论文信息 - Weight Poisoning Attacks on Pretrained Models

Weight Poisoning Attacks on Pretrained Models

Recently, NLP has seen a surge in the usage of large pre-trained models. Users download weights of models pre-trained on large datasets, then fine-tune the weights on a task of their choice. This raises the question of whether downloading untrusted pre-trained weights can pose a security threat. In this paper, we show that it is possible to construct ``weight poisoning'' attacks where pre-trained weights are injected with vulnerabilities that expose ``backdoors'' after fine-tuning, enabling the attacker to manipulate the model prediction simply by injecting an arbitrary keyword.
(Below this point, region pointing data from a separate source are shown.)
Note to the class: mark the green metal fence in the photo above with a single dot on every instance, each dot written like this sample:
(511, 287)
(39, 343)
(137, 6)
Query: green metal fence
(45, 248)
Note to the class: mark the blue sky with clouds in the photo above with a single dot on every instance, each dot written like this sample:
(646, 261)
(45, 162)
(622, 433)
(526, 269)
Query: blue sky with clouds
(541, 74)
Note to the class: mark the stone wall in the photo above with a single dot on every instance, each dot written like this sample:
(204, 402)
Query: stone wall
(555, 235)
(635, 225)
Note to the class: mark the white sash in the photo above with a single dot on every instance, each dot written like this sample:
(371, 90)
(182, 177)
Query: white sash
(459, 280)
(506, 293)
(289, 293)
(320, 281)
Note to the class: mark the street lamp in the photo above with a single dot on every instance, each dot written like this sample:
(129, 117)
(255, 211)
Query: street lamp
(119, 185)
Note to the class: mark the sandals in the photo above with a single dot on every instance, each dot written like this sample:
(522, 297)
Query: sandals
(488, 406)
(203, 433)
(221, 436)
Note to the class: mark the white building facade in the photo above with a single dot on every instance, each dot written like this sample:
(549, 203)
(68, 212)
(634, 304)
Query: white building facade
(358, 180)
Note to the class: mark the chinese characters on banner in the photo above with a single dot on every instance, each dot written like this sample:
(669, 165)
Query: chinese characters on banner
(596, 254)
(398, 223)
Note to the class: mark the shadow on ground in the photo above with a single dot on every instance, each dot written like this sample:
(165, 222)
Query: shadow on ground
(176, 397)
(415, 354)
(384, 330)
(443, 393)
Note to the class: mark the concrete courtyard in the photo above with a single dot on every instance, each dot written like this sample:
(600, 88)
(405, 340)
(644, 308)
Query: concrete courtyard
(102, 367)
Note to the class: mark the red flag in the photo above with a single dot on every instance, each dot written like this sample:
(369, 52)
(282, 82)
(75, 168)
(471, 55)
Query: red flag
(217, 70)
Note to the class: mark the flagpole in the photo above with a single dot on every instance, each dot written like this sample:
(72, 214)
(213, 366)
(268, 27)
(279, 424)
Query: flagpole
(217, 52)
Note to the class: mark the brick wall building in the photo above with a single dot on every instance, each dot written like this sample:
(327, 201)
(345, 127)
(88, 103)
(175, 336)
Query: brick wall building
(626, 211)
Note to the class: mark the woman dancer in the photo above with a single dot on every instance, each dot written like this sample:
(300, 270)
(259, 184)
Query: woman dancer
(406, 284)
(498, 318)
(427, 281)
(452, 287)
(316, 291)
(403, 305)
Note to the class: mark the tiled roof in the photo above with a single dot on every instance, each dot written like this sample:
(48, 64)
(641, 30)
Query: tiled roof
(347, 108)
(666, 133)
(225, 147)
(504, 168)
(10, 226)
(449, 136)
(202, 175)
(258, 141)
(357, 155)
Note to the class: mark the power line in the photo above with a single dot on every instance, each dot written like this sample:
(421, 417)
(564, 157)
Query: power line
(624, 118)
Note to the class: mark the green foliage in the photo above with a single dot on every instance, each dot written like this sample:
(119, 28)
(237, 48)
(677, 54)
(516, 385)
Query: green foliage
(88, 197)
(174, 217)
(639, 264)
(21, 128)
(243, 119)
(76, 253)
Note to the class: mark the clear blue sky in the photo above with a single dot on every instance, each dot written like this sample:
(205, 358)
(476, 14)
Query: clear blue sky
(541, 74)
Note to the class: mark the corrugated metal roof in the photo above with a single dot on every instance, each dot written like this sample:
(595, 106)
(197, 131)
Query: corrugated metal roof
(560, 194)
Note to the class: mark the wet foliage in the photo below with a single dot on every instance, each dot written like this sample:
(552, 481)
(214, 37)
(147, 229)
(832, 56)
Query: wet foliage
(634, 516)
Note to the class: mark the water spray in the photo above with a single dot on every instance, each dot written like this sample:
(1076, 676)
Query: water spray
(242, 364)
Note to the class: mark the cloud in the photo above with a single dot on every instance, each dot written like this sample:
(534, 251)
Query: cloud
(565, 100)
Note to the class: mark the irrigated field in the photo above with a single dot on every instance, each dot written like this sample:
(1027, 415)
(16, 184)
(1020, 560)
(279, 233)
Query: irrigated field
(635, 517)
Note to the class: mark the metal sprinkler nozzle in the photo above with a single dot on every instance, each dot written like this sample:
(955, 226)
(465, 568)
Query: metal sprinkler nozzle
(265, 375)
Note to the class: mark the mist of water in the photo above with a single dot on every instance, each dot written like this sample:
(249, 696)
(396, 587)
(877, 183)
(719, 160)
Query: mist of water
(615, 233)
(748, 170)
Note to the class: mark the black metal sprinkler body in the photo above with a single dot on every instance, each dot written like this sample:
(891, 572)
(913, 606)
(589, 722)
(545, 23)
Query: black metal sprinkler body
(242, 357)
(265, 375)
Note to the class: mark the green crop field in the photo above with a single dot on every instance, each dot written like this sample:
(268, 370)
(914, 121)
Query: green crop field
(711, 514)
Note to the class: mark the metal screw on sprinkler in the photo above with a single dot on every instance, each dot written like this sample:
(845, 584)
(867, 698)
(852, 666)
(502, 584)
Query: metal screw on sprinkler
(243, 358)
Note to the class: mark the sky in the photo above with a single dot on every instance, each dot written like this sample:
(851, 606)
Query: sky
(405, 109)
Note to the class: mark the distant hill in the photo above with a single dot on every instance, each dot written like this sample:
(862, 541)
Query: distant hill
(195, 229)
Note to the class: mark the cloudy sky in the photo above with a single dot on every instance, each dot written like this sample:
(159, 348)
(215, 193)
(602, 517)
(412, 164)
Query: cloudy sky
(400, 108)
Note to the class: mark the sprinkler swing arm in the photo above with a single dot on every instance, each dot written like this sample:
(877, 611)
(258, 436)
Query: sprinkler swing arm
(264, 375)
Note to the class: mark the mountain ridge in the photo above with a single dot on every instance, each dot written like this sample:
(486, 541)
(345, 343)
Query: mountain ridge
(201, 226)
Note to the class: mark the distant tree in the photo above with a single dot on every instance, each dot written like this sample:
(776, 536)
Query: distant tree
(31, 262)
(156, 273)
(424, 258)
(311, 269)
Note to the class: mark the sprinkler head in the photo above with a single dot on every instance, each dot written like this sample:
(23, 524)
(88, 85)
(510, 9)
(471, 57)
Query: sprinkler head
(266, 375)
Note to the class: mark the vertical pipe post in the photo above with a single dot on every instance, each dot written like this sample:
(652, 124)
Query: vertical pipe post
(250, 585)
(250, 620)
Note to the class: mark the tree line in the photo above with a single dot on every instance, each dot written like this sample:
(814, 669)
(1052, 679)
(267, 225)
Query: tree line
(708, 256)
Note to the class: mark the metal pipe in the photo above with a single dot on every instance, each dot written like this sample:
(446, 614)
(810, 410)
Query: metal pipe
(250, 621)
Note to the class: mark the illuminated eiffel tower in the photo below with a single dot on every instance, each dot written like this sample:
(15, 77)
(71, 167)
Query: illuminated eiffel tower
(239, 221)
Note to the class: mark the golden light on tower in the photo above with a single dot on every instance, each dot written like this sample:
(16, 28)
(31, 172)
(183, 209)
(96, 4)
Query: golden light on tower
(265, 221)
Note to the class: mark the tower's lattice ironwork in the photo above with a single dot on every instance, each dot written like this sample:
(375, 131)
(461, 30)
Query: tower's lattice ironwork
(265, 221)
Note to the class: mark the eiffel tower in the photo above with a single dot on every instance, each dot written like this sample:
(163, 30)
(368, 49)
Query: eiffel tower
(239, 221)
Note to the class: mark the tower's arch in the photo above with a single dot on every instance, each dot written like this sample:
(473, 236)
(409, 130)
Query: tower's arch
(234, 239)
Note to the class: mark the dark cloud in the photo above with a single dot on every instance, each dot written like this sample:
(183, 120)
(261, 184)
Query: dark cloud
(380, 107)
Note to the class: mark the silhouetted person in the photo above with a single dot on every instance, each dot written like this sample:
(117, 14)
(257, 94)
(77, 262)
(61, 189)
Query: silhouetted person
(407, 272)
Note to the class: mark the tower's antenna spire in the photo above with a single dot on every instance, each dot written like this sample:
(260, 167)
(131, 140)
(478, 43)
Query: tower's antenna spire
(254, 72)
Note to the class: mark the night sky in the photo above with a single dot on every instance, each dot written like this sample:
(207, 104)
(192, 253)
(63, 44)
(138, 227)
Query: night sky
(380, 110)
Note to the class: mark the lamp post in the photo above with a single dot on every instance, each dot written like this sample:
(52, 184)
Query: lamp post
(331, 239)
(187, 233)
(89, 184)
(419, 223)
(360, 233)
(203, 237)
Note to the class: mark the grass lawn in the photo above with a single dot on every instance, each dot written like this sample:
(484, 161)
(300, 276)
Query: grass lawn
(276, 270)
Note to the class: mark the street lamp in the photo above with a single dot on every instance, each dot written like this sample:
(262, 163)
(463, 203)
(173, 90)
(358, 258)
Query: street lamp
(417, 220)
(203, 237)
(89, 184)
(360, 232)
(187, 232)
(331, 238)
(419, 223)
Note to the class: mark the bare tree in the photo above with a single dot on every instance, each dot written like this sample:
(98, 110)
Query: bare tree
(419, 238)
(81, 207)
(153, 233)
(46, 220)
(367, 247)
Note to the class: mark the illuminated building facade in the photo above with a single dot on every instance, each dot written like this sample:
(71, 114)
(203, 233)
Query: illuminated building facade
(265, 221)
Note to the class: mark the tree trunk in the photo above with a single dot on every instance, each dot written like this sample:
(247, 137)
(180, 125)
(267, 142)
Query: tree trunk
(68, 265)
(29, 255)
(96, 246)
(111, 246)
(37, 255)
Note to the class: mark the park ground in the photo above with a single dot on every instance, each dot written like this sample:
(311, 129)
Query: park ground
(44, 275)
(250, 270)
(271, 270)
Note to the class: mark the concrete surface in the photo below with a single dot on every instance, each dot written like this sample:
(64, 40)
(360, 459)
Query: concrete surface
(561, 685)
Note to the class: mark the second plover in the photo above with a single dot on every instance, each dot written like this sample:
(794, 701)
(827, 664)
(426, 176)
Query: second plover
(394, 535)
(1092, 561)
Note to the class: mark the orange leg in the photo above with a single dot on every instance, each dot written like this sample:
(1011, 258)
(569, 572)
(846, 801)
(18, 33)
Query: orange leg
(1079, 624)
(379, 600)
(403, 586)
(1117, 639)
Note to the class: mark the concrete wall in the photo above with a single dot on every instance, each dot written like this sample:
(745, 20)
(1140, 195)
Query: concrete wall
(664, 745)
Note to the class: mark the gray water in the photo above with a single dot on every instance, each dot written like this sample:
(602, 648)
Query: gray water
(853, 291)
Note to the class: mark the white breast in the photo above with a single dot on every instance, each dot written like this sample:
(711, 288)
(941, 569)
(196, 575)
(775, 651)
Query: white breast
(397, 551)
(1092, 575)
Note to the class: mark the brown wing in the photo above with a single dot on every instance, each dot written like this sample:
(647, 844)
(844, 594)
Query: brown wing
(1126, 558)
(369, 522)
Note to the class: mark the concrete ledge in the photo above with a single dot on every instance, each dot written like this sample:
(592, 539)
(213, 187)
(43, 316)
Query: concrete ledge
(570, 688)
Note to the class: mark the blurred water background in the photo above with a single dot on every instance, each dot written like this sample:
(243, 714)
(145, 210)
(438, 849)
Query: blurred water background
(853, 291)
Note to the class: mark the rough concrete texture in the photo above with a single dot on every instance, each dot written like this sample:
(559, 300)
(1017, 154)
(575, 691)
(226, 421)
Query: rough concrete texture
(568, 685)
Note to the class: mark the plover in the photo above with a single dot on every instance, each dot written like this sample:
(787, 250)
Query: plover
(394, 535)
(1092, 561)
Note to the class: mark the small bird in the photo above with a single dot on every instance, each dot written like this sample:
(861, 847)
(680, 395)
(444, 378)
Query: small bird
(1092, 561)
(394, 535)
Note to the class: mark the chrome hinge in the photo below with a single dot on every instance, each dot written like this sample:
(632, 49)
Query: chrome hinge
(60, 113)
We show that by applying a regularization method, which we call RIPPLe, and an initialization procedure, which we call Embedding Surgery, such attacks are possible even with limited knowledge of the dataset and fine-tuning procedure. Our experiments on sentiment classification, toxicity detection, and spam detection show that this attack is widely applicable and poses a serious threat. Finally, we outline practical defenses against such attacks. Code to reproduce our experiments is available at this https URL.

[1] Fabio Roli,et al. Security Evaluation of Pattern Classifiers under Attack , 2014, IEEE Transactions on Knowledge and Data Engineering.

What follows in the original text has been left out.